Ancak kazın ayağının öyle olmadığı iki gün içinde ortaya çıktı! Önce eşimin cep telefonuna “TurkcellMobilOdeme’niz alındı” anlamında bir mesaj geldi. Ne bir ödeme talimatı vardı ne kendisi bilerek bir ödemede bulunmuştu. Turkcell müşteri hizmetlerini arayınca gerçek ortaya çıktı. Önceki gün kendisini arayarak “Plus üyelik” öneren Gökhan Uzun, Turkcell’in değil, “Turkcell garantisi altında” bir başka şirketin, internet üzerinde tlyukle.com adıyla ticaret yapan Mobilnet Telekomünikasyon ve Bilişim Teknolojileri A.Ş.’nin müşteri temsilcisiymiş. Turkcell Müşteri Temsilcisi, Plus üyeliğin Turkcell’le ilgisi olmadığını, eşimin telefon faturasının da bugüne kadar olduğu gibi bundan sonra da ne kadar konuşursa o kadar geleceğini, tlyukle.com’un Plus üyelik karşılığında ayrıca her ay bu 29,90 TL’yi alacağını, Turkcell faturasında bu meblağın ayrı bir kalem olarak gözükeceğini açıkladı. Eşim telefon faturasını 29,90 TL’ye düşürdüğünü zannederken, her ay ek olarak 29,90 TL ödemek zorunda kalmıştı.
“Ne zaman isterseniz anlaşmayı iptal edebilirsiniz” sözüne güvenerek eşim hemen tlyukle.com’u aradı. Tabii ki müşteri temsilcisi Gökhan Uzun’a ulaşmak olanaksızdı! Bir başka müşteri temsilcisi vardı karşısında.
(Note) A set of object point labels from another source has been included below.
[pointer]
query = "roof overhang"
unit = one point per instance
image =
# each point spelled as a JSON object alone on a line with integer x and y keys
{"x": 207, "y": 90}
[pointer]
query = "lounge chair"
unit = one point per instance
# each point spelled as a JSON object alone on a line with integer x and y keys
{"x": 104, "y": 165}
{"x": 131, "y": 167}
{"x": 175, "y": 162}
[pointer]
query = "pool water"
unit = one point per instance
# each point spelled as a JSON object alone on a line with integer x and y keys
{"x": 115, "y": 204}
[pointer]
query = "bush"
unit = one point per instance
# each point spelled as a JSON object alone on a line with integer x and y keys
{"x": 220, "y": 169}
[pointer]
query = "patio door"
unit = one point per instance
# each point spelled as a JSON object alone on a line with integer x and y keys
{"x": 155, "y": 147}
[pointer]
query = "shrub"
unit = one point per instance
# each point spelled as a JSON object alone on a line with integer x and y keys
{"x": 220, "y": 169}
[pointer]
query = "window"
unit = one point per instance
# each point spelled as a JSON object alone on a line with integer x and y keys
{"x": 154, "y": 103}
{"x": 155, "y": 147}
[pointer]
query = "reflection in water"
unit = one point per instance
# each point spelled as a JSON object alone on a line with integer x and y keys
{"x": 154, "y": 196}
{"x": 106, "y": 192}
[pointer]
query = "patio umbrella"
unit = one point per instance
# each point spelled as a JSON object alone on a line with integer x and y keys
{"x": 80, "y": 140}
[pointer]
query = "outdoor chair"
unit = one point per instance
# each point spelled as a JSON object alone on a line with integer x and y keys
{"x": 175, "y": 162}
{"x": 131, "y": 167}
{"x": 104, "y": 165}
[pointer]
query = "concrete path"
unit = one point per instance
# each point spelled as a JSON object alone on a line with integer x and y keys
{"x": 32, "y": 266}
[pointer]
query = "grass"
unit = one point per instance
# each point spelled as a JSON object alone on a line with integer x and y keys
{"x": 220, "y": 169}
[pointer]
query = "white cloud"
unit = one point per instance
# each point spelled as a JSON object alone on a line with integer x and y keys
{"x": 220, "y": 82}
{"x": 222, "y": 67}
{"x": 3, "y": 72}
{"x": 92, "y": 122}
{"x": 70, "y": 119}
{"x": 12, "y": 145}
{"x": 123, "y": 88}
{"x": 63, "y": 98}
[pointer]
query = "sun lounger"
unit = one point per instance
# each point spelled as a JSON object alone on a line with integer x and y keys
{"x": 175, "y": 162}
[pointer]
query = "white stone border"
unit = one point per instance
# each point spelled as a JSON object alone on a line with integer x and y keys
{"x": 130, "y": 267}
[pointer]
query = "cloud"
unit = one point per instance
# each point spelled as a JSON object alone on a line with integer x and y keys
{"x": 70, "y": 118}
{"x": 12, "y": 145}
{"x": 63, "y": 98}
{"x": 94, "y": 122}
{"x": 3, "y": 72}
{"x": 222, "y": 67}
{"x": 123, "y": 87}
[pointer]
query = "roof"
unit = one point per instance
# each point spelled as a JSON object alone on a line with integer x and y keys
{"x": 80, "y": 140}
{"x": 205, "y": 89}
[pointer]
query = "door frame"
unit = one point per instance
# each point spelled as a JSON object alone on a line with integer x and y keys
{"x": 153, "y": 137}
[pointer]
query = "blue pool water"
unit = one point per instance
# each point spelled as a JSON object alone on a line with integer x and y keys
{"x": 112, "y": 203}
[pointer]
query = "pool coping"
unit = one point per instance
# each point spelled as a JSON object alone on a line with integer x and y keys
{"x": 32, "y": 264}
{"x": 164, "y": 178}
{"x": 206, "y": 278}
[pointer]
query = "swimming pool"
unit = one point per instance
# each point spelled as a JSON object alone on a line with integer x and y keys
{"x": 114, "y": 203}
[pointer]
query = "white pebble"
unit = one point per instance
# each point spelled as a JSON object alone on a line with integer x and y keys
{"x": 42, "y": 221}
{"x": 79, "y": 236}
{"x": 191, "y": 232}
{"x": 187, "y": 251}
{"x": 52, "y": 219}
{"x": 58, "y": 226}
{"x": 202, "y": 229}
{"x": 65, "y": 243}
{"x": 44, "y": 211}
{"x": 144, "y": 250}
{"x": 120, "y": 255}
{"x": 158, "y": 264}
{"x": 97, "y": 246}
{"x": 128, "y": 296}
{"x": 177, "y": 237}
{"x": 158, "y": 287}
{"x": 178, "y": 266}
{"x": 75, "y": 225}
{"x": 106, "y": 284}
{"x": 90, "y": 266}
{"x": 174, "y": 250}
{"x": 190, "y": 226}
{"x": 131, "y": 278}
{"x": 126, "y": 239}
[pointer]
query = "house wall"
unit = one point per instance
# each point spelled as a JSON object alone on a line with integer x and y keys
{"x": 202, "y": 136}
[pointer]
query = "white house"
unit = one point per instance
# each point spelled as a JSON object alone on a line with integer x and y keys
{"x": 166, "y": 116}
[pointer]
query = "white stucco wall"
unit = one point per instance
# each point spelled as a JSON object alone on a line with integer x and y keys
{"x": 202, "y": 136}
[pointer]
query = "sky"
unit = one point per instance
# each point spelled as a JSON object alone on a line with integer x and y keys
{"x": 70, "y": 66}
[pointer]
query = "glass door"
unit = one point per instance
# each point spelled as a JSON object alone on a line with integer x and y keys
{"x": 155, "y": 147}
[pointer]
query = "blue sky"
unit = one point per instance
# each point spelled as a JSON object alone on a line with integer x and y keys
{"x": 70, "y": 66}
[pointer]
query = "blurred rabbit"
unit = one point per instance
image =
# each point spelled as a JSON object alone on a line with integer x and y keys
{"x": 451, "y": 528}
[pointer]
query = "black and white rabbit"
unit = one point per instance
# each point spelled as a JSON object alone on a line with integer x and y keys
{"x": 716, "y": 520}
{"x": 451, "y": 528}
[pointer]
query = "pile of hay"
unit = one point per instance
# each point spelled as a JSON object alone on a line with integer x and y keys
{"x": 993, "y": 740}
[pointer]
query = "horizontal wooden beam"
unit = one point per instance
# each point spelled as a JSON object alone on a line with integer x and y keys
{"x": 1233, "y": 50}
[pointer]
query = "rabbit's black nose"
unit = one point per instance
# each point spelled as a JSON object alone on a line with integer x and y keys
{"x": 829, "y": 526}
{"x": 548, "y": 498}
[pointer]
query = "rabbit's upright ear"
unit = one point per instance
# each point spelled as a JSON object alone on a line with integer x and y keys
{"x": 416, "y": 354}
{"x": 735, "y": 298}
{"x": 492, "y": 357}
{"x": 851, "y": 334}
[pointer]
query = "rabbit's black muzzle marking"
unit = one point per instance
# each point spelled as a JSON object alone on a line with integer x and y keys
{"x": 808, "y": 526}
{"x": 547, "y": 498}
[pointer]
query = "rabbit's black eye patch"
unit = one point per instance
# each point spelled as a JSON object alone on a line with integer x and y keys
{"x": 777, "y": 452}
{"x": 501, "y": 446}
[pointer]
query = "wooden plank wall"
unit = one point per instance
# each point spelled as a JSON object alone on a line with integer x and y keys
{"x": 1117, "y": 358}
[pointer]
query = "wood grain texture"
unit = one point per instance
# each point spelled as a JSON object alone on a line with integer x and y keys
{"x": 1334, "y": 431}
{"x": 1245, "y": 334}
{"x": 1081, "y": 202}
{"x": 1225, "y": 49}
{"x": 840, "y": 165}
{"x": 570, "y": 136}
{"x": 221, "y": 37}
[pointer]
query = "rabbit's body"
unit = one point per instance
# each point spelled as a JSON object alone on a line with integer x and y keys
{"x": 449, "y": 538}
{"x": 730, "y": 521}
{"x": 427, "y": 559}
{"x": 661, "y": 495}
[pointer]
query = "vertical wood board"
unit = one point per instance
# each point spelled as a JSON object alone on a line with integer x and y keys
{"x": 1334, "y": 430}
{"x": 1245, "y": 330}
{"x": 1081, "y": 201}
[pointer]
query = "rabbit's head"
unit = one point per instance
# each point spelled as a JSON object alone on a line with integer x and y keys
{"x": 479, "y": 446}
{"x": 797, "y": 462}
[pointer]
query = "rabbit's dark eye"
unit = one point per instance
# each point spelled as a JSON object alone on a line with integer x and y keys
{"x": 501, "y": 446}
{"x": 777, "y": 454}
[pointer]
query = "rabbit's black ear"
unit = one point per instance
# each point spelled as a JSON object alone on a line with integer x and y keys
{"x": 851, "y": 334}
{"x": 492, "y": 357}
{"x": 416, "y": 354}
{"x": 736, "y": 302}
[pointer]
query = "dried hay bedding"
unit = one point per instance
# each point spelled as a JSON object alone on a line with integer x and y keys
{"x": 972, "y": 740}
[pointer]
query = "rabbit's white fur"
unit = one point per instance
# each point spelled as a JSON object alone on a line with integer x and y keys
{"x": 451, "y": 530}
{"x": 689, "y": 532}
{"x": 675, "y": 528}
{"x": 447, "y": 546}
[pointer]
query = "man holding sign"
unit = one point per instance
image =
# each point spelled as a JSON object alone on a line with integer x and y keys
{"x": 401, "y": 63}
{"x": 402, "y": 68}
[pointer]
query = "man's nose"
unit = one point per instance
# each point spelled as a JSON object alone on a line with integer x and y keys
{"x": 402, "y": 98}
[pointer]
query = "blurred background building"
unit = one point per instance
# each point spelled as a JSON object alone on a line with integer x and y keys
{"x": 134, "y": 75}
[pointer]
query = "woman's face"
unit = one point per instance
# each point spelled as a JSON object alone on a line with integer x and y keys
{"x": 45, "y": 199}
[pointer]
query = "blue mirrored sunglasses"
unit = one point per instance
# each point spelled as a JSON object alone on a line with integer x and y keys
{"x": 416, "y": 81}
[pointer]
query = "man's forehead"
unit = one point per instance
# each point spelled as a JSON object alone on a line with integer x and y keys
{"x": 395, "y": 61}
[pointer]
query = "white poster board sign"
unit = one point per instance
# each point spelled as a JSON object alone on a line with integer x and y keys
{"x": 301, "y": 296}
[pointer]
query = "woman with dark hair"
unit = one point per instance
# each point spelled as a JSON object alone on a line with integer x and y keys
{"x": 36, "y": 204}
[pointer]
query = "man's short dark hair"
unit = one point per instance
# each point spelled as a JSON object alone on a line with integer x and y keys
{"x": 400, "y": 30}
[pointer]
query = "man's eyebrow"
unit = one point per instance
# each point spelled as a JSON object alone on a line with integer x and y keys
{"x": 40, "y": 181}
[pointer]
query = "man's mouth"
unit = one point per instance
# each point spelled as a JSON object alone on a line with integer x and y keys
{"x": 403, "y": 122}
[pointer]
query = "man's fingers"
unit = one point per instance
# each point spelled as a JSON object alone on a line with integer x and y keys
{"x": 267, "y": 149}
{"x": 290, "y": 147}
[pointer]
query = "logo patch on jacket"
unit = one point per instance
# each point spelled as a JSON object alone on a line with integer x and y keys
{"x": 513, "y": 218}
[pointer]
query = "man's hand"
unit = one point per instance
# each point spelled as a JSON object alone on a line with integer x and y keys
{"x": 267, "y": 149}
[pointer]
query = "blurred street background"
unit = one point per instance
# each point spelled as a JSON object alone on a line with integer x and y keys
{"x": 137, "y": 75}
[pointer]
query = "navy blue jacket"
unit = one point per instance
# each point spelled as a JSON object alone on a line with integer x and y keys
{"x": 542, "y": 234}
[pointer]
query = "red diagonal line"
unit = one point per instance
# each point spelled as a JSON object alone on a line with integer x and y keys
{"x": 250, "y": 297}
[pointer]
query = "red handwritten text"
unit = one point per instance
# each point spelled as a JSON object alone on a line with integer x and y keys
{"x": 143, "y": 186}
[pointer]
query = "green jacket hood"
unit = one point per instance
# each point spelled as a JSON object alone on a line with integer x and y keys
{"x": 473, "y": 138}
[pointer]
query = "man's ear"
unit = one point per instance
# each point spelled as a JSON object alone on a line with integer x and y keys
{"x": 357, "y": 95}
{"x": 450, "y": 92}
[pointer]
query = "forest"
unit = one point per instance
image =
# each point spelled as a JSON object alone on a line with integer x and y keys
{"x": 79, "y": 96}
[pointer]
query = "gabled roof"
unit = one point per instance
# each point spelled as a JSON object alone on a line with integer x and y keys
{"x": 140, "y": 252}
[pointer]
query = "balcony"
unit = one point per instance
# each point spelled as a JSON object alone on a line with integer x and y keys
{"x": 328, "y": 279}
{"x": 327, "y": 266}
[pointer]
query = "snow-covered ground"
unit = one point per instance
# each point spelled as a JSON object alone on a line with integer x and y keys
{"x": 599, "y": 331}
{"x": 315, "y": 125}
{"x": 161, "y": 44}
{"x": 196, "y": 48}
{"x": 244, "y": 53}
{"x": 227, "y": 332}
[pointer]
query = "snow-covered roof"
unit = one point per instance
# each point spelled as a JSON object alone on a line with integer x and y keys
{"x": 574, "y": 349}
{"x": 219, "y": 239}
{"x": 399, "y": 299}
Yanlış bilgilendirildiğini, Plus üyelik anlaşmasını iptal etmek istediğini söyledi. Telefonda uzunca bir süre bekletildikten sonra, talebinin yetkililere iletildiği, kendisinin “7 gün içinde yetkililer tarafından aranacağı” söylenince, telefonu ben istedim. Plus üyelik iptali için neden 7 gün beklememiz gerektiğini sordum. “Yetkililer” eşimin Gökhan Uzun’la yaptığı görüşmenin ses kayıtlarını inceleyerek, ona göre karar vereceklermiş! Yetkili kişi ile derhal görüşmek istediğimi söyleyince, “başkasıyla görüşemezsiniz, şu anda yetkili benim” yanıtını aldım. “Yetkiliyseniz, eşimin Plus üyeliğini ve telefon faturasına tahakkuk ettirdiğiniz miktarı iptal edin” talebime yanıt, “yetkili” kişi tarafından “üyelik iptaline yetkim yok” oldu. “Yetkiniz yoksa yetkili birini bağlayın” diye ısrar ettim. Yine aynı saçma sapan “yetkili benim ama iptale yetkim yok” yanıtını alınca, konuşmayı sürdürmenin anlamsızlığını anladım.
Şimdi bekliyoruz!
Turkcell’e de bu rezaletin açıklamasını beklediğim mesajını ilettim. “Turkcell garantisi altında” çalışan Mobilnet A.Ş.’nin santral operatörünün üzerinde bir yetkiliye ulaşmanın da olanağı olamadı ne yazık ki. Santral operatörü telefon numaramı aldı, “durumun aciliyetini anladığını, en kısa sürede aranacağımı” söyleyerek kapattı telefonu. Bir yetkiliyi bağlamak yetkisi bile yoktu belli ki!
Kaç kişi her gün aynı tacizlere maruz kalıyor, kaç kişi bu saçma sapan pazarlama tekniğinin mağduru oluyor kim bilir. “Pazarlama” adı altında bütün cep telefonu kullanıcılarının uğradığı ve gerçekten mustarip olduğu tacizlerin son bulması gerekiyor. Bunun için de yasal düzenlemelerin sonuçlanması gerekiyor!